Candida albicans is a common fungal commensal and opportunistic pathogen occupying the skin, oral cavity, gastrointestinal tract, and genitourinary tract of its human host. Overgrowth of C. albicans within these host niches can lead to mucosal and systemic disease and typically relies on pathogenic processes such as the yeast-hyphal transition. Hyphae are capable of breaching host mucosal barriers through active penetration and endocytic uptake that both lead to host cell destruction and transmigration of C. albicans to deeper tissues. Thus, host epithelial cells serve a vital role in detecting C. albicans overgrowth and signaling to professional phagocytes to remove invasive fungal cells. Interestingly, natural C. albicans isolates obtained from clinical setting display a range of filamentation phenotypes, including strains unable to produce hyphae. Here, we will investigate the genetic determinants underlying natural occurring phenotypic variation in C. albicans that regulates the ability to filament and/or colonize the oral cavity through the first use of quantitative genetic approaches in C. albicans. A genetically diverse set of sequenced clinical C. albicans isolates forms the basis of this study as they display significant variation in filamentation processes in vitro and the ability to cause disease in vivo. First, gene expression across the sequenced isolates will facilitate construction of co- expression network modules that associate with in vitro filamentation phenotypes. Expression of key transcriptional regulators within each predicted module will be tested in multiple strain backgrounds for altered in vitro filamentation across a variety of solid and liquid substrates. Automated phenotyping of filamentation, adhesion, and invasion of agar substrates will be built to facilitate scoring mutant phenotypes (Aim 1).

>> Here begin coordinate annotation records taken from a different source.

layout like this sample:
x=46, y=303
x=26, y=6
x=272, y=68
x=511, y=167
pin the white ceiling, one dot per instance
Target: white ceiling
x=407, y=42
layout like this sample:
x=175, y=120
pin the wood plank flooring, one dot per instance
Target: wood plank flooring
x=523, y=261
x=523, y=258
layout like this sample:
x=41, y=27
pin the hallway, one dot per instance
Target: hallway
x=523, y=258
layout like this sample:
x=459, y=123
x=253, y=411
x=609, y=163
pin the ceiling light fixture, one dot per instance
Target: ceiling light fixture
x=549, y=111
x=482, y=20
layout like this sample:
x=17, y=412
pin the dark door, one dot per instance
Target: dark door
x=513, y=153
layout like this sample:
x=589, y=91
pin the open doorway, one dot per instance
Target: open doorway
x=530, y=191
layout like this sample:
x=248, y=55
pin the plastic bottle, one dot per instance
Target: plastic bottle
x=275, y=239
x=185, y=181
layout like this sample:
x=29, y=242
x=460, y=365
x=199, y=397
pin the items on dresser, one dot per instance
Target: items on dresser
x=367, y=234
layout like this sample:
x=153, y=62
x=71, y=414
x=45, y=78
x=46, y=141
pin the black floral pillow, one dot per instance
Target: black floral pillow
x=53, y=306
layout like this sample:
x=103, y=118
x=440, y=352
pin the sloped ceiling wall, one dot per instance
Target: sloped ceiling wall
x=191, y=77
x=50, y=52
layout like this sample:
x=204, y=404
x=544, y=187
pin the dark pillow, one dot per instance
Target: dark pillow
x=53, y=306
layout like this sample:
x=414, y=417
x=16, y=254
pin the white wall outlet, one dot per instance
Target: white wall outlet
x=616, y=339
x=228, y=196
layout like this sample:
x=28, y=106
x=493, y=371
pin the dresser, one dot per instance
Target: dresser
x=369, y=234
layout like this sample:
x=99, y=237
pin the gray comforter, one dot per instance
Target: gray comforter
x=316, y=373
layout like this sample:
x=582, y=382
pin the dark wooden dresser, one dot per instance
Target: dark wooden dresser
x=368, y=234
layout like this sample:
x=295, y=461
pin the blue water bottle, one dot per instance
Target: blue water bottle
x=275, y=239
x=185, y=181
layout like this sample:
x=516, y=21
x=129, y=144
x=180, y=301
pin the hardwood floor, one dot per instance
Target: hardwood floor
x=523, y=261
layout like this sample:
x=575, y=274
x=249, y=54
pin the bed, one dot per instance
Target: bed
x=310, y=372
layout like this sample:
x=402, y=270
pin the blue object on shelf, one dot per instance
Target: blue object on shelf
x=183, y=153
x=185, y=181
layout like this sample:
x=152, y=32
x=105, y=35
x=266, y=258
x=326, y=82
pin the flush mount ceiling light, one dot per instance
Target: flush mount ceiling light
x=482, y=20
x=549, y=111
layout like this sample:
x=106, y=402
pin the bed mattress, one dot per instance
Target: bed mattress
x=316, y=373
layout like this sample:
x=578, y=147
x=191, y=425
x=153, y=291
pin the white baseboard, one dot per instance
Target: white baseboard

In Aim 2, quantitative trait loci (QTL) mapping will be developed utilizing the parasexual program, an alternative mating and ploidy reduction system in C. albicans, to identify the genes responsible for differences in filamentation and epithelial damage between C. albicans strains incubated with OKF6/TERT-2 oral epithelial cells. Identified genes that modulate filamentation and epithelial damage in tissue culture systems will be subsequently tested for in vivo colonization and filamentation phenotypes of a murine model of oropharyngeal candidiasis. Preliminary experiments suggest that filamentation and damage of oral epithelial cells are separable phenotype, which will be explored further through dual-species RNA sequencing of strains separated by filamentation (+/-) and cell damage (+/-) phenotypes incubated with OKF6/TERT-2 cells (Aim 3).
This Aim will also determine the role of recently identified host genes with differential expression between damaging and colonizing strains in host cell signaling and transcriptional responses that lead to either filamentation or host cell damage during interaction with oral epithelial cells. Together, these studies will determine the pathways and processes modulated by genetic diversity in C. albicans that lead to divergent filamentation and epithelial damage phenotypes that contribute to commensalism v. disease.
Genetic variation contributes to the observable diversity in biological traits found within single species. High levels of genetic variation exist between strains of the most clinically relevant human fungal pathogen, Candida albicans, but the consequences of this variation on its ability to cause disease is significantly understudied. Understanding the genetic differences in C. albicans that lead to more or less severe clinical disease will help identify potential therapeutic targets to reduce the burden of C. albicans pathogenesis.